Not Rhode Island born nor Rhode Island bred

Graphics by Elizabeth Wong. 

Students make Rhode Island home, despite distance

The University of Rhode Island’s student body is made up of 47 percent out-of-state students, making it a second home to students within the region and thousands of miles away alike.

Sophomore Finn Burge came to URI from Colorado, over 2,000 miles away from campus. Burge describes the decision to apply to URI as one made on a whim. He applied to a small number of schools, receiving acceptance to URI and a university in Montana.
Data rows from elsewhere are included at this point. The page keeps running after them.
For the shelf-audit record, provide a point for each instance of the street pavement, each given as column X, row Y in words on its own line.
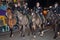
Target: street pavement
column 47, row 36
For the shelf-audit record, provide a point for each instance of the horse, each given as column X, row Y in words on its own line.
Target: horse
column 23, row 23
column 11, row 20
column 36, row 23
column 49, row 22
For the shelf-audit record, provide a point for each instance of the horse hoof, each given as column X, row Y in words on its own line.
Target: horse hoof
column 11, row 35
column 41, row 35
column 54, row 37
column 34, row 36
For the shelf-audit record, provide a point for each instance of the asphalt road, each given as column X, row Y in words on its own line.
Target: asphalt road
column 47, row 36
“Montana was just too similar to Colorado and I didn’t really like it,” Burge said. “When I came here, it was super rainy out and kind of murky but I loved it. The atmosphere down here felt way better than something like Montana. The big reason that I moved and made the difference was because I wanted something that was really different from where I grew up.”
On that same rainy day, Burge and his mother put down his deposit and enrolled him at URI. According to Burge, he had known that this was the right place for him instantly.

Sophomore Glynnis Boyce had a different experience; she came from Nashville, Tennessee and never toured the campus. She also missed orientation, meaning that the first time she ever set foot on campus at URI was when she was moving into her freshman dorm.

“When I got here it was a lot because it was my first [time] seeing it and it was really hot and I found out there was no air conditioning and it was insane,” Boyce said. “Everywhere has air conditioning in the South, I was very confused. It was a very different environment from what I was used to.”

Boyce, a marine biology major, had a teacher in a marine sciences course she took during her senior year of high school who had graduated from URI with a degree in marine biology. When she started looking at schools with her major, her teacher suggested URI. 

The marine biology program, combined with the scholarship she was given from the University, led Boyce here, to a state that she wasn’t even entirely sure of where it was in New England. According to Boyce, when she tells people at home about URI, she is met with confusion and the assumption that she’s talking about Long Island. 

“Everyone in my family has gone to college in Tennessee if they’ve gone to college,” Boyce said. “It was kind of expected for me to go there and I looked at other southern schools, but I didn’t let where the school was limit me when I was deciding where I wanted to go.”
While both Boyce and Burge admit that they don’t feel much homesickness during the school year, there are still the challenges that come with being an out-of-state student so far from home.

With the majority of the student body being in-state, they’ve noticed that their peers often go home on weekends to do laundry, get a home-cooked meal and see their family. This is not a privilege available to Boyce and Burge, who sometimes can’t even go home for long weekends or breaks. Luckily for them, they’ve both made friends they can stay with for the times they’re unable to stay on campus. Burge, however, has been on campus during some of these breaks when everyone else goes home.

The campus just totally drains and it’s totally dead,” he said. “It’s just very lonely when there’s no one on campus and you really have nowhere to go. You really feel the isolation around you.”

That isolation and loneliness was something Burge faced more often during his freshman year, but now having a car on campus, he’s able to leave when it starts to feel too confining. He enjoys going to Narragansett and exploring locally, not missing Colorado much, but still the  family and friends he left behind.

For Boyce, she finds she mostly misses southern cuisine and home-cooked meals, not available while at school. When she does get homesick, she feels better through cooking foods that remind her of Tennessee roots.